В час свадебного пира Алишер Навои проник в одежде странника в гарем, чтобы проститься со своей возлюбленной.
Он застал Гюли больной. Ужасный приступ изнурительной лихорадки мучил ее. Но она была по-прежнему прекрасна, и жаркое сияние ее глаз спорило с холодным мерцанием звезд.
— Я не буду женой падишаха,— сказала Гюли,— яд действует, и я умираю.
— Любимая,— сказал Алишер в глубокой печали,— я тоже пил яд из твоих рук, но я не чувствую и признаков болезни.
Тогда Гюли призналась:
— Не было от сотворения мира, чтобы любящая убила своей рукой любимого. В твоей чаше,, душа моей жизни, было чистое вино.
— Несчастный я,— воскликнул Алишер,— зачем ты поступила так жестоко.
Я поступила так, чтобы ты, любимый, никогда не забыл меня.
В тот самый миг в комнату Гюли вбежал разъяренный шах Хусейн. Кто-то из евнухов прошел в пиршественную залу и донес о приходе в гарем Алишера.
В руках шаха была обнаженная сабля.
— Кто бы ни посмел нарушить неприкосновенность моего гарема,— крикнул Хусейн,— тот умрет!
— Тише, не тревожьте ее сон,— говоря так, Алишер показал на Гюли,— о, падишах, выйдем отсюда. Не будем тревожить ее покой.
Шах Хусейн взглянул на Гюли и увидел, что она мертва. Уронив на пол саблю, шах вышел.
Алишер поднял саблю и, выйдя в соседнюю комнату, сказал:
— Ныне ничего больше я не жажду, как только того, чтобы факел моей жизни погрузился в реку забвения. Вот сабля, рази!

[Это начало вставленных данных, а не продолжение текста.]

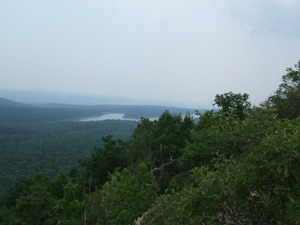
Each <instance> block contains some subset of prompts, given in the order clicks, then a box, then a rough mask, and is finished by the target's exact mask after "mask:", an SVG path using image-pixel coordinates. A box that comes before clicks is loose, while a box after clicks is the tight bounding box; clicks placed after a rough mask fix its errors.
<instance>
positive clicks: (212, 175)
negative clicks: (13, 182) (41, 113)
mask: <svg viewBox="0 0 300 225" xmlns="http://www.w3.org/2000/svg"><path fill="white" fill-rule="evenodd" d="M299 63H300V62H299ZM299 63H298V64H297V65H296V67H295V69H291V68H289V69H288V70H287V74H286V75H284V76H283V80H282V84H281V85H280V86H279V88H278V90H277V91H275V92H274V94H273V95H272V96H270V97H269V98H268V100H267V101H266V102H263V103H262V104H261V105H259V106H253V107H251V104H250V102H249V101H248V98H249V95H248V94H246V93H245V94H241V93H237V94H235V93H232V92H229V93H224V94H218V95H216V97H215V100H214V104H215V105H216V106H218V110H212V111H207V112H204V113H200V112H199V113H198V114H199V116H200V120H199V122H197V123H196V124H195V123H194V120H193V118H192V116H191V115H189V114H187V115H185V116H181V115H180V114H172V113H170V112H169V111H165V112H164V113H162V114H161V115H160V117H159V118H158V119H157V120H154V121H151V120H149V119H147V118H142V120H141V122H140V123H139V124H137V126H136V128H135V129H134V131H133V132H132V135H131V138H130V139H128V140H126V141H124V140H121V139H118V138H117V139H115V138H114V137H113V136H112V135H108V136H106V137H103V146H102V147H99V148H95V150H94V152H93V154H92V155H91V156H88V157H86V158H84V159H82V160H80V162H79V164H78V166H77V167H74V168H72V169H71V170H69V171H68V172H65V173H60V174H58V175H57V176H56V177H55V178H52V179H50V178H48V177H47V176H45V175H43V174H40V175H38V176H36V177H34V178H27V179H23V180H21V181H19V182H17V183H16V184H15V185H14V186H13V187H12V188H11V189H10V190H9V191H8V192H6V194H5V195H4V196H3V197H2V201H1V210H0V222H1V224H97V225H102V224H103V225H114V224H115V225H117V224H151V225H155V224H159V225H161V224H170V225H171V224H172V225H173V224H178V225H182V224H202V225H204V224H205V225H208V224H209V225H211V224H228V225H229V224H240V225H242V224H249V225H250V224H274V225H275V224H293V225H294V224H300V220H299V218H300V185H299V181H300V129H299V128H300V117H299V116H300V115H299V114H300V112H299V104H298V103H299V98H298V97H299V93H300V86H299V83H300V71H299V65H300V64H299Z"/></svg>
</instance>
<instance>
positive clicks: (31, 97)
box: [0, 90, 177, 106]
mask: <svg viewBox="0 0 300 225" xmlns="http://www.w3.org/2000/svg"><path fill="white" fill-rule="evenodd" d="M0 97H2V98H6V99H11V100H13V101H16V102H22V103H27V104H45V103H59V104H68V105H108V104H110V105H161V106H175V105H177V104H175V103H172V102H164V101H150V100H143V99H138V98H129V97H120V96H105V95H87V94H74V93H56V92H46V91H21V90H0Z"/></svg>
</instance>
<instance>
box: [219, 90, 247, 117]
mask: <svg viewBox="0 0 300 225" xmlns="http://www.w3.org/2000/svg"><path fill="white" fill-rule="evenodd" d="M248 98H249V95H248V94H246V93H245V94H240V93H238V94H234V93H232V92H228V93H224V94H222V95H219V94H217V95H216V97H215V100H214V102H215V103H214V105H217V106H218V107H219V112H220V113H223V114H228V113H233V114H234V115H236V116H237V117H238V118H240V119H244V118H245V116H246V113H247V112H248V110H249V108H250V106H251V103H250V102H249V101H248Z"/></svg>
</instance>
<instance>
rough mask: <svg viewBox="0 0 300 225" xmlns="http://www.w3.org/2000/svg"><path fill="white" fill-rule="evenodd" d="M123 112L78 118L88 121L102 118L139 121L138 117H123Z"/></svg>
mask: <svg viewBox="0 0 300 225" xmlns="http://www.w3.org/2000/svg"><path fill="white" fill-rule="evenodd" d="M124 116H125V114H124V113H108V114H104V115H101V116H94V117H87V118H83V119H79V120H78V121H81V122H90V121H102V120H129V121H139V119H130V118H124Z"/></svg>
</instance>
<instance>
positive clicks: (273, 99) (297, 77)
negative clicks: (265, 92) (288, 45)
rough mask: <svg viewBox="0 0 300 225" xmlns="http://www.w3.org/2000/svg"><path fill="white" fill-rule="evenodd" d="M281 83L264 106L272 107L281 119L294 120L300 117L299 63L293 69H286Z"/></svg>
mask: <svg viewBox="0 0 300 225" xmlns="http://www.w3.org/2000/svg"><path fill="white" fill-rule="evenodd" d="M286 71H287V74H286V75H283V76H282V83H281V84H280V85H279V88H278V89H277V90H276V91H275V93H274V95H272V96H270V97H269V99H268V101H267V102H266V103H265V105H267V106H269V107H274V108H275V109H276V110H277V112H278V114H279V116H280V117H281V118H288V119H294V118H296V117H298V116H299V115H300V61H299V62H298V63H297V64H296V65H295V69H292V68H287V70H286Z"/></svg>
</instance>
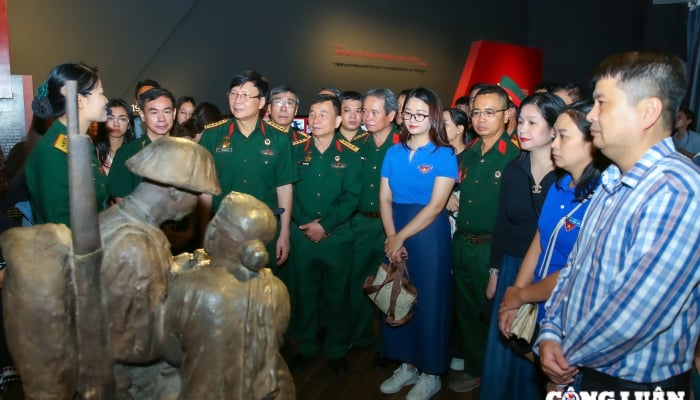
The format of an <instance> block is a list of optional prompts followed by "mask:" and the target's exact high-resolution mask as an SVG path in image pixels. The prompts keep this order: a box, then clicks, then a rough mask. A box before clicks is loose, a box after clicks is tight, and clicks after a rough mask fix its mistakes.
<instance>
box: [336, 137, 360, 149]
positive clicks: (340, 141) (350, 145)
mask: <svg viewBox="0 0 700 400" xmlns="http://www.w3.org/2000/svg"><path fill="white" fill-rule="evenodd" d="M338 141H339V142H340V143H341V144H342V145H343V146H345V147H347V148H348V149H350V150H352V151H354V152H357V151H359V150H360V148H359V147H357V146H355V145H354V144H352V143H350V142H348V141H347V140H345V139H338Z"/></svg>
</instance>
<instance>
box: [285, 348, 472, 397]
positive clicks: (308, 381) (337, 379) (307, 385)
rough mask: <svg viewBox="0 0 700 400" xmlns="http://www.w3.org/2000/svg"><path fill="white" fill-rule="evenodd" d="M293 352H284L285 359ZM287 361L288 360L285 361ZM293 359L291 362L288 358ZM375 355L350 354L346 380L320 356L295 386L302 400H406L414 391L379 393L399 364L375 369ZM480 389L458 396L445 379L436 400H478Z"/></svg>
mask: <svg viewBox="0 0 700 400" xmlns="http://www.w3.org/2000/svg"><path fill="white" fill-rule="evenodd" d="M290 352H291V350H285V349H283V354H284V355H285V356H287V355H291V354H289V353H290ZM285 358H287V357H285ZM287 359H291V358H287ZM373 360H374V352H373V351H372V350H370V349H352V350H350V352H349V353H348V364H349V366H350V368H349V371H348V373H347V374H346V375H345V376H338V375H336V374H335V372H334V371H333V370H332V369H331V367H330V365H329V363H328V361H327V360H326V358H325V357H324V356H323V355H318V356H316V358H315V359H314V360H313V362H312V363H311V364H310V365H309V367H308V368H306V369H304V371H302V372H299V373H293V375H294V384H295V385H296V389H297V399H299V400H317V399H318V400H321V399H323V400H328V399H330V400H374V399H387V400H392V399H404V398H406V394H407V393H408V391H409V390H410V387H405V388H404V389H403V390H402V391H401V392H399V393H395V394H391V395H386V394H382V393H381V392H380V391H379V385H380V384H381V383H382V381H383V380H384V379H386V378H388V377H390V376H391V374H392V373H393V372H394V369H396V368H397V367H398V366H399V364H398V363H390V364H388V365H387V366H385V367H384V368H383V369H381V370H379V369H376V368H375V367H374V363H373ZM478 397H479V392H478V389H476V390H474V391H472V392H468V393H455V392H453V391H451V390H450V389H448V388H447V378H445V377H443V379H442V390H441V391H440V393H438V394H437V395H435V396H434V397H433V398H432V400H457V399H460V400H476V399H478Z"/></svg>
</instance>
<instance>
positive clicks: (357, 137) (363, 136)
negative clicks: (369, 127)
mask: <svg viewBox="0 0 700 400" xmlns="http://www.w3.org/2000/svg"><path fill="white" fill-rule="evenodd" d="M367 136H369V132H367V131H364V132H362V133H360V134H359V135H357V136H355V137H354V138H352V141H353V142H354V141H356V140H360V139H362V138H365V137H367Z"/></svg>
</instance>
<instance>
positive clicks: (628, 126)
mask: <svg viewBox="0 0 700 400" xmlns="http://www.w3.org/2000/svg"><path fill="white" fill-rule="evenodd" d="M69 79H70V80H76V81H77V82H78V110H79V112H78V116H79V121H78V122H79V124H78V127H79V130H80V131H81V132H88V129H89V126H90V125H91V124H92V125H94V124H96V129H94V132H95V134H94V137H93V143H94V145H95V152H94V157H93V163H92V165H93V174H94V177H95V179H94V184H95V189H96V190H95V192H96V196H97V204H98V207H99V209H100V210H105V209H107V208H109V207H111V206H113V205H114V204H118V203H119V202H121V201H122V199H123V198H125V197H126V196H128V195H129V194H130V193H131V192H132V191H134V189H135V188H136V186H137V185H138V184H139V182H140V181H141V179H142V178H141V177H139V176H138V175H136V174H134V173H132V172H131V171H130V170H129V169H128V168H127V166H126V162H127V160H129V159H130V158H131V157H133V156H134V155H135V154H137V153H138V152H139V151H141V150H142V149H143V148H144V147H146V146H149V145H150V144H151V143H153V142H155V141H157V140H159V139H160V138H162V137H165V136H169V135H172V136H182V137H186V138H190V139H191V140H193V141H195V142H198V143H199V144H200V145H201V146H202V147H204V148H205V149H206V150H207V151H208V152H209V153H210V154H211V155H212V157H213V160H214V165H215V169H216V174H217V176H218V180H219V183H220V186H221V189H222V190H221V194H218V195H212V194H206V193H197V195H198V200H197V201H198V205H197V208H196V209H195V211H194V212H193V213H192V214H190V215H189V216H186V217H185V216H183V217H184V218H183V220H182V221H176V220H173V221H166V222H164V223H163V224H162V225H161V229H162V230H163V231H164V232H165V233H166V235H167V237H168V239H169V240H170V242H171V251H172V253H173V254H177V253H179V252H182V251H192V250H194V249H195V248H199V247H201V244H202V238H203V234H204V232H205V230H206V228H207V224H208V223H209V221H210V219H211V218H212V216H213V215H214V214H215V213H216V212H217V210H218V209H219V207H220V206H221V204H222V201H223V200H224V199H225V198H226V196H227V195H228V194H229V193H230V192H232V191H236V192H242V193H246V194H249V195H252V196H254V197H255V198H257V199H259V200H260V201H262V202H263V203H264V204H266V205H267V206H268V207H269V208H270V209H272V210H274V211H275V215H276V216H277V222H278V223H277V229H276V232H274V238H273V239H272V240H271V241H270V242H269V244H268V245H267V252H268V253H269V254H270V260H269V265H268V266H269V268H270V269H271V271H272V273H273V274H274V275H275V276H277V277H278V278H279V279H281V281H282V282H284V284H285V286H286V288H287V290H288V292H289V298H290V302H291V317H290V322H289V327H288V329H287V331H286V333H285V341H286V342H287V343H288V344H290V345H291V346H294V347H295V348H296V356H295V357H293V358H292V359H290V360H288V363H289V366H290V369H291V370H292V371H293V372H294V371H300V370H303V369H304V368H305V367H306V366H307V365H308V364H309V362H310V361H311V360H312V359H313V358H314V357H315V355H316V354H317V353H319V352H320V351H323V352H324V353H325V355H326V357H327V359H328V360H329V364H330V367H331V368H332V369H333V371H334V372H335V373H337V374H345V373H347V371H348V368H349V365H348V361H347V352H348V351H349V350H350V349H351V348H356V347H366V348H370V349H372V350H373V351H375V352H376V354H375V364H376V366H377V367H380V368H381V367H383V365H384V364H385V363H386V361H387V360H394V361H399V362H400V363H401V365H400V366H399V367H398V368H397V369H396V370H395V371H394V373H393V374H392V376H391V377H389V378H388V379H386V380H385V381H383V382H382V383H381V385H380V387H379V390H380V392H382V393H385V394H391V393H397V392H399V391H401V390H402V389H403V388H404V387H405V386H410V385H412V386H413V387H412V388H411V390H410V391H409V392H408V394H407V397H406V398H408V399H429V398H431V397H432V396H434V395H435V394H436V393H438V392H439V391H440V390H441V388H442V386H443V384H442V379H443V378H445V377H447V378H448V380H449V383H448V386H449V388H450V389H451V390H454V391H457V392H468V391H472V390H475V389H477V388H479V395H480V398H482V399H501V398H507V397H509V396H511V395H512V393H513V391H514V390H517V393H518V398H526V399H538V398H543V397H544V395H545V393H546V392H547V391H559V392H562V391H564V390H566V389H567V388H568V387H569V386H571V387H574V388H575V389H576V390H577V391H578V390H616V391H625V390H654V389H655V388H656V387H657V386H658V387H661V388H662V389H663V390H676V391H689V389H690V382H691V372H690V371H691V370H694V369H693V368H692V364H693V358H694V357H696V362H697V355H694V354H696V353H695V348H696V343H697V339H698V334H699V332H700V319H699V315H700V265H699V264H700V255H699V254H700V252H699V251H698V250H697V246H698V239H700V238H699V235H700V227H698V224H697V223H696V221H695V218H696V216H697V215H698V213H699V212H700V210H698V199H697V197H696V196H697V191H698V188H699V187H700V185H699V183H700V175H699V174H698V173H699V170H698V167H697V165H694V163H693V160H695V162H696V163H697V162H698V154H700V134H698V133H696V132H695V131H693V130H692V127H693V124H694V123H695V122H696V121H695V115H694V114H693V113H692V111H690V110H689V109H687V108H681V105H682V104H683V103H682V102H683V99H684V94H685V93H684V90H685V87H686V77H685V72H684V68H683V66H682V64H681V63H680V61H679V60H678V59H677V58H676V57H673V56H668V55H662V54H657V53H646V52H630V53H623V54H620V55H616V56H613V57H611V58H609V59H607V60H605V61H604V62H602V63H601V64H600V66H599V67H598V69H597V70H596V72H595V75H594V82H595V88H594V90H593V96H592V98H586V97H585V96H584V94H583V91H582V90H581V89H580V88H579V87H577V86H575V85H572V84H563V85H558V84H552V83H543V84H542V85H539V86H538V87H537V88H533V90H532V94H531V95H529V96H527V97H526V98H524V99H519V100H518V101H519V105H518V106H517V107H516V104H515V103H514V99H512V98H510V97H509V95H508V93H507V92H506V91H505V90H504V89H503V88H501V87H499V86H497V85H491V84H487V83H478V84H475V85H473V86H472V87H471V88H470V90H469V92H468V95H466V96H464V97H462V98H459V99H457V100H456V102H455V106H454V107H453V108H450V107H446V106H444V105H443V104H444V103H443V101H442V100H441V99H440V98H439V96H438V95H437V94H436V93H435V92H434V91H433V90H431V89H429V88H425V87H417V88H411V89H406V90H404V91H402V92H400V94H399V95H398V96H397V95H396V94H395V93H394V92H393V91H392V90H390V89H387V88H376V89H371V90H369V91H367V92H366V93H364V94H362V93H359V92H357V91H354V90H348V91H344V92H341V91H338V90H336V89H333V88H324V89H323V90H321V91H320V92H319V94H318V95H317V96H316V97H314V98H313V99H312V100H311V102H310V103H311V105H310V108H309V110H308V129H302V130H300V129H297V127H296V126H295V125H293V121H294V118H295V117H296V116H297V114H298V113H299V111H300V110H299V104H300V101H299V97H298V96H297V93H296V92H295V90H294V89H293V88H292V87H290V86H286V85H282V86H277V87H273V88H270V86H269V83H268V81H267V79H266V78H265V77H264V76H263V75H261V74H260V73H258V72H254V71H246V72H243V73H240V74H236V75H235V76H234V77H233V79H232V80H231V82H230V84H229V85H228V88H227V96H228V103H229V107H230V109H229V110H227V111H228V112H229V113H230V114H229V113H227V115H226V116H223V115H222V113H221V112H220V111H219V110H218V109H217V108H216V107H215V106H213V105H212V104H211V103H207V102H201V103H197V102H196V101H195V99H194V98H192V97H189V96H184V97H181V98H179V99H177V100H176V98H175V97H174V96H173V94H172V93H171V92H170V91H169V90H167V89H165V88H163V87H161V86H160V85H159V84H158V82H156V81H153V80H146V81H143V82H140V83H139V84H138V85H137V88H136V92H135V100H136V102H137V107H134V108H132V106H130V105H129V104H128V103H127V102H126V101H124V100H122V99H116V98H115V99H108V98H107V97H106V96H105V94H104V93H105V92H104V89H103V86H102V81H101V80H100V78H99V75H98V71H97V70H96V69H95V68H92V67H89V66H87V65H85V64H82V63H67V64H62V65H60V66H57V67H55V68H54V69H53V70H52V71H51V73H50V74H49V77H48V79H47V81H46V82H45V83H44V84H42V85H41V86H40V88H39V91H38V94H37V97H36V99H35V100H34V107H33V110H34V112H35V116H36V117H40V118H52V119H54V121H53V122H52V124H51V125H50V127H49V128H48V129H47V130H46V132H45V133H43V137H42V138H41V139H40V140H39V141H38V143H37V144H36V145H35V146H34V149H33V150H32V151H31V153H29V155H28V158H27V161H26V167H25V171H24V176H26V187H27V190H28V199H29V201H30V203H31V215H30V216H29V217H30V218H31V219H32V220H33V222H34V223H37V224H40V223H46V222H52V223H63V224H65V225H67V226H69V227H70V218H69V217H70V215H69V202H68V184H69V182H68V175H67V162H66V158H67V157H66V155H67V152H68V147H67V141H66V125H67V120H66V113H65V96H64V92H63V87H64V85H65V82H66V80H69ZM516 100H517V99H516ZM134 110H136V113H134ZM13 206H14V204H13ZM177 219H179V218H177ZM401 261H406V264H407V269H408V271H409V275H410V279H411V281H412V283H413V285H414V286H415V287H416V289H417V291H418V299H419V300H418V304H417V306H416V307H415V310H414V316H413V318H412V319H411V320H410V321H409V322H407V323H406V324H404V325H402V326H398V327H394V326H389V325H387V324H385V323H383V320H382V319H380V316H379V315H378V314H379V313H378V311H377V310H376V308H375V307H374V305H373V304H372V303H371V302H370V301H369V299H368V298H367V297H366V296H365V294H364V293H363V291H362V285H363V283H364V281H365V279H366V278H367V277H368V276H369V275H372V274H373V273H375V272H376V270H377V268H378V267H379V265H380V264H381V263H383V262H384V263H387V264H391V263H397V262H401ZM528 303H533V304H537V308H538V310H537V323H538V326H539V327H540V329H539V334H538V336H536V337H535V338H534V339H533V342H534V343H529V344H526V346H524V347H525V348H524V349H523V348H522V347H523V346H522V343H518V344H519V346H516V344H515V343H517V342H515V343H514V340H512V338H511V326H512V323H513V320H514V318H515V316H516V313H517V311H518V309H519V308H520V307H521V306H523V305H525V304H528ZM695 374H696V375H697V372H696V373H695Z"/></svg>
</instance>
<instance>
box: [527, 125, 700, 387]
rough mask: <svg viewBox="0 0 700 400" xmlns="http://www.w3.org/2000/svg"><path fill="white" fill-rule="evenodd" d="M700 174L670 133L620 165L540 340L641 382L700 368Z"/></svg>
mask: <svg viewBox="0 0 700 400" xmlns="http://www.w3.org/2000/svg"><path fill="white" fill-rule="evenodd" d="M699 190H700V170H699V169H698V167H697V166H695V165H693V164H692V163H691V162H690V161H689V160H688V159H687V158H686V157H684V156H683V155H681V154H680V153H677V152H676V151H675V149H674V146H673V141H672V140H671V138H667V139H664V140H663V141H661V142H659V143H658V144H656V145H655V146H654V147H652V148H651V149H650V150H648V151H647V152H646V153H645V154H644V156H643V157H642V158H641V159H640V160H639V161H637V163H636V164H635V165H634V166H633V167H632V169H630V171H628V172H627V173H626V174H624V175H622V174H621V171H620V170H619V169H618V168H617V167H616V166H615V165H611V166H610V167H609V168H608V169H607V170H606V171H605V172H604V173H603V177H602V183H601V187H600V188H599V189H598V190H597V192H596V193H595V194H594V196H593V198H592V199H591V204H590V206H589V208H588V212H587V213H586V216H585V217H584V220H583V226H582V228H581V231H580V234H579V237H578V240H577V242H576V245H575V246H574V249H573V250H572V252H571V255H570V257H569V261H568V267H567V268H564V269H563V270H562V271H561V273H560V275H559V279H558V281H557V285H556V287H555V288H554V291H553V293H552V296H551V297H550V299H549V301H548V302H547V304H546V315H545V318H544V320H543V321H542V324H541V330H540V336H539V337H538V343H539V342H541V341H543V340H554V341H557V342H560V343H561V345H562V349H563V351H564V357H565V358H566V359H567V360H568V361H569V363H570V365H575V366H585V367H589V368H594V369H596V370H598V371H600V372H603V373H605V374H608V375H611V376H614V377H618V378H622V379H627V380H631V381H636V382H657V381H660V380H664V379H667V378H670V377H672V376H675V375H678V374H681V373H683V372H685V371H688V370H689V369H690V368H691V363H692V358H693V350H694V348H695V343H696V342H697V340H698V331H699V330H700V315H699V314H700V267H699V263H700V251H698V243H700V242H699V240H698V239H699V238H700V220H699V218H698V217H700V209H699V207H698V191H699Z"/></svg>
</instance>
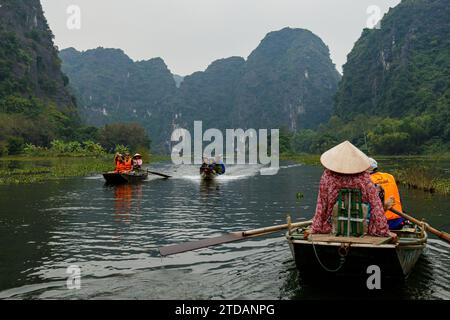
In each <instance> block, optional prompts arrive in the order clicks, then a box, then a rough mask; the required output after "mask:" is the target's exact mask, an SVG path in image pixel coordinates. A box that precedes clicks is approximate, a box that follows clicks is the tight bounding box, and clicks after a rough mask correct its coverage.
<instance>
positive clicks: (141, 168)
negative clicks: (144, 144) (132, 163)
mask: <svg viewBox="0 0 450 320" xmlns="http://www.w3.org/2000/svg"><path fill="white" fill-rule="evenodd" d="M141 169H142V156H141V155H140V154H139V153H136V154H135V155H134V156H133V170H141Z"/></svg>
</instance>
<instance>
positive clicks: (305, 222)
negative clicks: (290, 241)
mask: <svg viewBox="0 0 450 320" xmlns="http://www.w3.org/2000/svg"><path fill="white" fill-rule="evenodd" d="M311 223H312V221H304V222H297V223H292V224H291V225H290V227H291V228H297V227H304V226H308V225H310V224H311ZM288 226H289V225H288V224H282V225H279V226H273V227H267V228H261V229H254V230H248V231H241V232H231V233H228V234H224V235H222V236H219V237H215V238H209V239H203V240H198V241H191V242H185V243H180V244H175V245H170V246H165V247H161V248H159V253H160V254H161V256H168V255H171V254H177V253H182V252H186V251H191V250H196V249H200V248H206V247H211V246H216V245H218V244H222V243H228V242H233V241H239V240H244V239H248V238H253V237H258V236H263V235H266V234H270V233H273V232H277V231H281V230H283V229H287V228H288Z"/></svg>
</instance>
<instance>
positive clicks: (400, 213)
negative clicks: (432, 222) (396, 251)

И он протянул саблю Хусейну.
Рассказывают, что Хусейн раскаялся в своем поступке, не стал рубить голову своему визирю Алишеру. Более того, он обнял его, поклялся в вечной дружбе.
Мудрый Алишер остался первым визирем государства. . Ни одно государственное дело не решалось у подножья трона без совета Алишера.
Но рассказывают также, что Хусейн до скончания дней своих затаил в сердце злобу на Алишера, ибо, кто не знает, что часто люди становятся врагами именно тех, кому они причиняют сами зло. Боялся также трусливый и жестокий Хусейн, что Алишер станет когда-нибудь мстить ему.
Товариществу и дружбе. между шахом и визирем пришел конец. Много горя и бед претерпел Алишер Навои по той причине.
Любовь свою к прекрасной Гюли мудрец и поэт Алишер Навои хранил до своей смерти. Вот почему его взор никогда больше не останавливался ни на одной девушке, даже если своей красотой она могла поспорить; с солнцем, луной и всей плеядой звезд небосвода.